Los edificios de gobierno se amontonan en torno al Zócalo junto a la Catedral, que recuerda al Valle de los Caídos, con enormes estatuas de los cuatro Evangelistas en el frontispicio. A unos pocos metros, unas grutas absorben a los paseantes hacia un sótano misterioso con tres pisos de profundidad. Es el Mercado Central, el lugar donde encuentras figuritas del Belén en pleno mes de mayo y ungüentos milagrosos que hacen caer rendida a tus pies a la mujer amada, de venta en pequeños puestos rodeados por un millar de restaurantitos. Ofrecen tamalitos de chipilín y tostadas de harina horneada con queso, cebolla y aguacate. Un tipo apura su cerveza Gallo porque tiene que coger el autobús y ve que no llega, aunque sea a unas pocas cuadras de donde se encuentra. Va con una pequeña maleta sin ruedas en la que apenas le entran dos o tres pantalones, ropa interior y algunas camisetas. Menos mal que sólo tiene un par de zapatos, porque no le habrían entrado en la maleta y el disgusto de tenerlos que dejar habría sido tremendo. Vuelve a mirarse los que lleva puestos; levanta la puntera y luego los gira, primero uno y luego el otro, para ver los laterales. Y echa a andar.
Llega hasta la camioneta sin problemas, a veces es así, demasiado riguroso con la hora. Busca el asiento que dice en su billete y lo encuentra casi al fondo del vehículo, en una fila con dos asientos.

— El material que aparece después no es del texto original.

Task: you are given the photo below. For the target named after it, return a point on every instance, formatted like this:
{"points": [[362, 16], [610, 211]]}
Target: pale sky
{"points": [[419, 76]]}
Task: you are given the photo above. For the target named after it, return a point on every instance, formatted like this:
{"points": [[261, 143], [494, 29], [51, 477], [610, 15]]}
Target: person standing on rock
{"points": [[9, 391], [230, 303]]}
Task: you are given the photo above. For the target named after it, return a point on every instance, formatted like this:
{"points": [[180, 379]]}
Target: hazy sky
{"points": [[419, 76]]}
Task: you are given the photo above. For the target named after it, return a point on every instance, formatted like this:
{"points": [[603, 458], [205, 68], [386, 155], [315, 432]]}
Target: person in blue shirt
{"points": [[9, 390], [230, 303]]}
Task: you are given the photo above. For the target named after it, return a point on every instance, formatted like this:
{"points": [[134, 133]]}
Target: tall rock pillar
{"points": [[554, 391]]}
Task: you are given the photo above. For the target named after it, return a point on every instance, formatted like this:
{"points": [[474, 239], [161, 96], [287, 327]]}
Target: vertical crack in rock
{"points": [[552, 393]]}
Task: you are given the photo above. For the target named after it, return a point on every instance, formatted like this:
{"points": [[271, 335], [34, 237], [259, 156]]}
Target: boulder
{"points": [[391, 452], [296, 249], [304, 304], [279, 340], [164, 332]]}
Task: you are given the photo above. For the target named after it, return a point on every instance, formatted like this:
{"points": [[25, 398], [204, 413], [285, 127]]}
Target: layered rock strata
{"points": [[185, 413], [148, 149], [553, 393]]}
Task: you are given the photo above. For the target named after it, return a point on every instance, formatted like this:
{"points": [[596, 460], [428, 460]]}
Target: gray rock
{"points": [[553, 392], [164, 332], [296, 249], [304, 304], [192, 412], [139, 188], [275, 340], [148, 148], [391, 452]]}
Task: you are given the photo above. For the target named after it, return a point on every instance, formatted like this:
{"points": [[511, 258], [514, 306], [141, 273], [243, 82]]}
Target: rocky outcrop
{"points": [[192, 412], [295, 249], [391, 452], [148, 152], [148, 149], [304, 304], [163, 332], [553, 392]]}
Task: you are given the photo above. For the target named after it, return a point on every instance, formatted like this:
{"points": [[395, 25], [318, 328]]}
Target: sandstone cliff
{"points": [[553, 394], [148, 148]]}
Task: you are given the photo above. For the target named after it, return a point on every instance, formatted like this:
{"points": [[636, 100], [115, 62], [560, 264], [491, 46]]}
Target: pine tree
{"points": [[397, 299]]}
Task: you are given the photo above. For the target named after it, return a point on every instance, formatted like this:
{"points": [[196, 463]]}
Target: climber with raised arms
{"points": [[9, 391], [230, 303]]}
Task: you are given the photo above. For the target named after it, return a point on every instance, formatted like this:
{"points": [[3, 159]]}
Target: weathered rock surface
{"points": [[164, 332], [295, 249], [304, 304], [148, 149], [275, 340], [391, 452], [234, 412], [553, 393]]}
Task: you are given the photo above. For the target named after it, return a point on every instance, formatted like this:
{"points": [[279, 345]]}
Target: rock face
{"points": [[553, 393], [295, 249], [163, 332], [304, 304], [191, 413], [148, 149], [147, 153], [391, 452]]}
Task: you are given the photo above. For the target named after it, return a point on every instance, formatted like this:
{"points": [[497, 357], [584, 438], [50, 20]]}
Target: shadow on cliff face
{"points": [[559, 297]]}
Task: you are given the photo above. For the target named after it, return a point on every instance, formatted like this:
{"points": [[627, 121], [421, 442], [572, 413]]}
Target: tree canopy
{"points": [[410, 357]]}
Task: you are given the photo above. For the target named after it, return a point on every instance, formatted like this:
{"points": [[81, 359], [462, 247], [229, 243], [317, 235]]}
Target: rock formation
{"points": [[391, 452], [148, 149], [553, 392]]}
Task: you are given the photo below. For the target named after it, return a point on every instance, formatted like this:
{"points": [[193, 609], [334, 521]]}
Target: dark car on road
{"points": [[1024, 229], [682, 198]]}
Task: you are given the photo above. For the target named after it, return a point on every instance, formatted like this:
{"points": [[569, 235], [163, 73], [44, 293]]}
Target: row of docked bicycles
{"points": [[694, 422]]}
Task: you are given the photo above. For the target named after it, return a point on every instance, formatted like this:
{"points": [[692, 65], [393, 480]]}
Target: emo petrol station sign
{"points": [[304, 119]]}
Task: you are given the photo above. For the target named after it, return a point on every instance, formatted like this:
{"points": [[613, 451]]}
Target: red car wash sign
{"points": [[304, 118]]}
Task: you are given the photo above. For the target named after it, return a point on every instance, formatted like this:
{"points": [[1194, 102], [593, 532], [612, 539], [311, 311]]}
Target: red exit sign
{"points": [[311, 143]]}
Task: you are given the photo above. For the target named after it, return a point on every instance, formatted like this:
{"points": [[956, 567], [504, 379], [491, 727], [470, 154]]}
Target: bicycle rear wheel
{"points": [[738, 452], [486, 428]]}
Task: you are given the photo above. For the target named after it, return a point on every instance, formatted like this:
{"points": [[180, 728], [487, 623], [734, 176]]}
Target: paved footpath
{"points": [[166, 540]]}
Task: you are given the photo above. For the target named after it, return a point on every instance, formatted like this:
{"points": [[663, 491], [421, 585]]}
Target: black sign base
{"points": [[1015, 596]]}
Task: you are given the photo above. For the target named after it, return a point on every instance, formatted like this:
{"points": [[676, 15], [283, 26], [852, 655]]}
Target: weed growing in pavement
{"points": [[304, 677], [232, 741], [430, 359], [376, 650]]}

Trata de acomodarse, pero el asiento tiene un fastidioso exceso de muelles caprichosamente repartidos que le hacen la puñeta. Después, cuando lleven un rato de camino, se dará cuenta de que todos los muelles que le sobran a su asiento, le faltan a los amortiguadores del coche.
Se queda medio sopa en lo que el autobús arranca y le enfada que, justo antes de la salida, se le siente al lado un español jadeante que a punto está de no llegar a tiempo.
En el camino charlan sin intimar, aunque animosamente. El fútbol es una maravilla para estas ocasiones y la selección española no tiene precio como pasarrato.
En el paso de la frontera, aquéllos que lo necesitan reciben su visado. Un papelito y un sello de entrada en el país que le colocan en la página 26 del pasaporte, encima de una marca de agua con forma de quetzalito, aupado sobre un pergamino y dos escopetas.
El resto del camino lo hace viendo por la ventana, con la mirada perdida mientras el día se va oscureciendo, seguramente sin pensar en nada. No pasa mucho tiempo hasta que aparece la caseta del Instituto Nacional de Migración. Un agente bajito pero robusto, con uniforme completamente azul y los cordones de las botas cortándole la circulación, sube al autobús y se le acerca. Sus malas formas despiertan a los pocos que dormían. “¿A dónde va, Papi?” Le espeta. Le contesta lo que le parece, pero menos le importa al agente, que sigue con su estilo. “diz que no es de aquí, tendrá que acompañarme”. En ese momento, las explicaciones se vuelven tartamudeos y un minuto después se cortan, a la vista de lo inútiles que resultan. Maquinalmente, el agente insiste “le tengo que pedir que abandone el carro. ¡Le tengo que pedir que abandone el carro!”.
El autobús arranca, le falta un pasajero y casi nadie lo ha notado. Los topes del camino y las pequeñas sacudidas que provoca la falta de suspensiones del autobús van desplazando poco a poco al español, hasta que ocupa completamente el lugar que ha quedado libre. Ya no quedan restos de ausencia.
En esos días, la Gobernadora de Arizona ha dictado una ley que permite a cualquier agente de la policía detener a cualquier persona, sin explicación ninguna, si cree que está o pretende permanecer ilegalmente en el país. Es la famosa ley SB 1070, que ha indignado a Méjico, el país vecino.
Una ley que no tiene nada que ver con esta historia, que transcurre en el paso fronterizo de Guatemala hacia México, donde un agente malencarado se lleva detenido a un hombre, porque sus pintas eran de ilegal. No le importa la explicación que le quisieron dar. Fuera cierta o no.
Al llegar al destino, nadie recoge la pequeña maleta sin ruedas, menos mal que no compró los zapatos nuevos.